Si votre CV est en béton armé ou s'ils ont besoin urgemment de quelqu'un, on s'en fout. Sinon, c'est un fiasco complet. Le "je vais réfléchir" du recruteur ne trompe personne. Vous avez merdé intégralement. Si le chasseur de tête est présent, il va vous sonner les cloches. S'il avait su, il n'aurait jamais poussé votre CV. Il risque de se faire lui-même engueuler, voir de perdre le marché. Il va vous mettre sur sa liste noire personnelle. Pas besoin de le recontacter sur "d'autres opportunités".

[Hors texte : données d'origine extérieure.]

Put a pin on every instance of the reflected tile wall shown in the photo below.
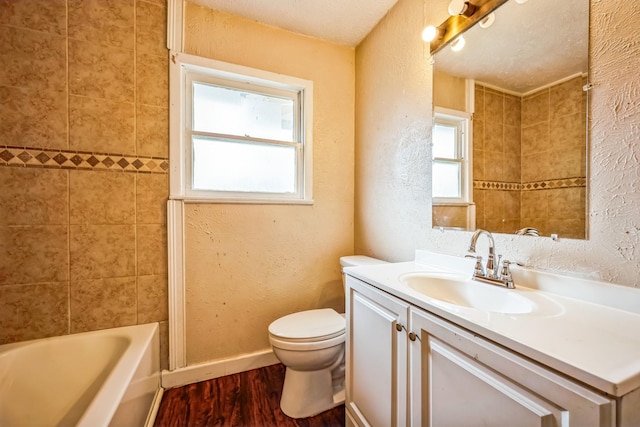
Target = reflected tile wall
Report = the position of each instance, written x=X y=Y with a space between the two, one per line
x=529 y=154
x=83 y=166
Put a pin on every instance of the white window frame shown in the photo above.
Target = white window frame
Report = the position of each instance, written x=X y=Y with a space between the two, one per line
x=182 y=68
x=462 y=120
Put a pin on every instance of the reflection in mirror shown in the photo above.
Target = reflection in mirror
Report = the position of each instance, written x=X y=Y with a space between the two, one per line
x=524 y=79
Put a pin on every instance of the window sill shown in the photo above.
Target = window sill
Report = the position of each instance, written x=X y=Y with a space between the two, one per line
x=238 y=201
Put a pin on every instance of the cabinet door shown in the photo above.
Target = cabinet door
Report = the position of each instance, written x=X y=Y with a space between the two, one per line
x=376 y=351
x=460 y=379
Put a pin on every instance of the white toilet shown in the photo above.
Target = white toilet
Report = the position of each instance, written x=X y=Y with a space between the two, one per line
x=310 y=344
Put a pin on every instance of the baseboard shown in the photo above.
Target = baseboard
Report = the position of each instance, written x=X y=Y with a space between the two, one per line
x=155 y=405
x=217 y=368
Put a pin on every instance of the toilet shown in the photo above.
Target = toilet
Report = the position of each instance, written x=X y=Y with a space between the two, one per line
x=310 y=344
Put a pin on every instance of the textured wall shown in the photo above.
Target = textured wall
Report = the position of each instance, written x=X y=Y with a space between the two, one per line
x=247 y=265
x=83 y=166
x=393 y=212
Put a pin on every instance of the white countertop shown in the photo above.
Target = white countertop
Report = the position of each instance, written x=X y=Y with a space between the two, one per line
x=593 y=343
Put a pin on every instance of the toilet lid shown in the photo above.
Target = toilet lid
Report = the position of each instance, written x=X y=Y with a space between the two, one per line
x=320 y=323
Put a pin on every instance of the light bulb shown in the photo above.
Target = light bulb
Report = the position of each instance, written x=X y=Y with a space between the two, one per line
x=488 y=20
x=429 y=33
x=457 y=44
x=457 y=7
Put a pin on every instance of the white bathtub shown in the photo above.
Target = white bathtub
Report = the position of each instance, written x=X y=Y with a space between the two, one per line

En tout cas c'est fichu pour cet été. Vous devrez attendre septembre pour rechercher du boulot.

lundi 16 juin 2014

Les annonces de l'APEC

Récemment, sur France Info, une conseillère de Pole Emploi vantait le partenariat de l'agence avec divers sites web. Spécialiste de la langue de bois, elle faisait semblant de ne pas entendre les questions sur le travail au noir ou les fausses annonces. A contrario, elle mettait en avant la "qualité" de ses offres et un fin travail pour "éviter les doublons".

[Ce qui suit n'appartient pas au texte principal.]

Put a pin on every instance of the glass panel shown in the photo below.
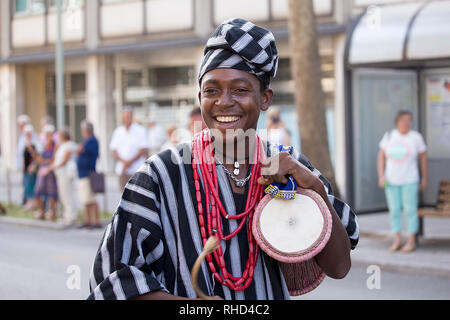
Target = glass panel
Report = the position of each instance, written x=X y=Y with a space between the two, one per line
x=21 y=6
x=378 y=96
x=77 y=82
x=438 y=115
x=171 y=76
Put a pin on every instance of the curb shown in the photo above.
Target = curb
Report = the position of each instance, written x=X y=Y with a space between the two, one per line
x=33 y=223
x=399 y=267
x=428 y=271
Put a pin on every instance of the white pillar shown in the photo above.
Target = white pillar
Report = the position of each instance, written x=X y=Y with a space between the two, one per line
x=11 y=106
x=5 y=28
x=100 y=105
x=339 y=115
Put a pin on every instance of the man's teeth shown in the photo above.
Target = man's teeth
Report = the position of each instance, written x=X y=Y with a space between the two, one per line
x=227 y=119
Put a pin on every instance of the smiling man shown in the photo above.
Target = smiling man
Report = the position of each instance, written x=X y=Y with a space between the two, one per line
x=168 y=209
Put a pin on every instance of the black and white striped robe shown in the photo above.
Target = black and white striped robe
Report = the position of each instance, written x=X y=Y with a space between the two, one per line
x=154 y=237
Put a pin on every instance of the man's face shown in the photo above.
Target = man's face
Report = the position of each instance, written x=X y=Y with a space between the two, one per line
x=127 y=117
x=231 y=100
x=404 y=123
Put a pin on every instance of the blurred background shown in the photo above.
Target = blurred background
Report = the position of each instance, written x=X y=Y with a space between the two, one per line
x=377 y=57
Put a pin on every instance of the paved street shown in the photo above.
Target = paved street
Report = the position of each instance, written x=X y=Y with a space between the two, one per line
x=34 y=262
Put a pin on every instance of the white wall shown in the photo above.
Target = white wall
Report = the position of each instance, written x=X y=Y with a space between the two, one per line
x=169 y=15
x=28 y=31
x=121 y=18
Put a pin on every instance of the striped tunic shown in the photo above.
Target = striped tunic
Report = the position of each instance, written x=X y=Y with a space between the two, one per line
x=154 y=237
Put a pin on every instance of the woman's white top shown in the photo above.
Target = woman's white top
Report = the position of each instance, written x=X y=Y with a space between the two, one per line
x=70 y=167
x=402 y=151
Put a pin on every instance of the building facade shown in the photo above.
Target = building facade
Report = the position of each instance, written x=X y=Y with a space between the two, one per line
x=146 y=53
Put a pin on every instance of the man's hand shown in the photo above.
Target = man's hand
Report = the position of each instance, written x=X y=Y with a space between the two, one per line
x=423 y=185
x=382 y=182
x=126 y=164
x=276 y=168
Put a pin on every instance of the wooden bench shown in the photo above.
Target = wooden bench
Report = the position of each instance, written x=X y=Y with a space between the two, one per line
x=442 y=209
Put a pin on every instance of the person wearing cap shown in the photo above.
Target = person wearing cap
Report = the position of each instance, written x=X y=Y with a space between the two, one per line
x=30 y=165
x=46 y=185
x=157 y=137
x=88 y=153
x=22 y=121
x=158 y=230
x=64 y=168
x=129 y=146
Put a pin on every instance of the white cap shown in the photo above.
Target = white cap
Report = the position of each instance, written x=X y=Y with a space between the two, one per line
x=23 y=119
x=28 y=128
x=48 y=128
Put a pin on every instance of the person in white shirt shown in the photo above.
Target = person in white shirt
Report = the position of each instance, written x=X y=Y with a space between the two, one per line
x=129 y=147
x=398 y=173
x=157 y=136
x=64 y=167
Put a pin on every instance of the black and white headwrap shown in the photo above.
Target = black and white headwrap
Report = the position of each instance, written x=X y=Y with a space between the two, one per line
x=240 y=44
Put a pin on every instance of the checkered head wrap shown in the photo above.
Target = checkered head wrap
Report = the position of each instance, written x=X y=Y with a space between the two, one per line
x=240 y=44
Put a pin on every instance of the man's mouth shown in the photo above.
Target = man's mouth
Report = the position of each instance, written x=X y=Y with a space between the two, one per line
x=227 y=119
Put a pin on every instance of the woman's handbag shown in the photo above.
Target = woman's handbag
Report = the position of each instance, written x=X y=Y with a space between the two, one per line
x=97 y=180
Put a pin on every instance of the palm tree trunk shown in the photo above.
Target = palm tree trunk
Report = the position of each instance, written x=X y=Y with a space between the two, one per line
x=309 y=95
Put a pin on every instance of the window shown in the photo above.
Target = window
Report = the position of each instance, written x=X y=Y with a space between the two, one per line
x=133 y=78
x=68 y=4
x=29 y=6
x=171 y=76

Beaucoup de conseillers n'ont qu'une vague notion du secteur privé et avec une certaine naïveté, ils sont persuadés d'aider les chômeurs. En "off", ils sont plus bavards : jobs sous-payés, intitulés erronés, descriptifs flous, manque de mise à jour du fichier (d'où des offres déjà pourvues.) De toutes façons, si vous êtes employeur et que vous déposez une offre, on ne va pas vous ré-aiguiller vers des candidats. Pole Emploi va juste publier l'annonce. En espérant qu'un candidat la remarque parmi une tonne d'offres bidons. Les conseillers plus lucides savent bien que ce service est au mieux inutile.
L'APEC n'est pas mieux pourvue, loin s'en faut. On y retrouve les jobs sous-payés et les contrats ultra-précaires. Une mission d'intérim à 24K€ proposée à des bac+5 senior, c'est fréquent. Des cabinets de consultants profitent du réservoir de chômeurs pour recruter à la chaine, pour des missions spécifiques. Et bien sûr, beaucoup d'annonces sont là uniquement pour que les cabinets se constituent des "CVthèques". Sans oublier les arnaques (vente pyramidale, travail à domicile, formations non-reconnues par l'état, etc.) Parfois, une adresse web renvoie vers un autre site d'emploi plus ou moins louche.
Les spécialistes de l'abus sont facile à identifier, donc à éliminer. Donc soit ils ne sont pas assez compétent pour trier. Soit ils publient sciemment des annonces bidons afin de grossir leurs chiffres.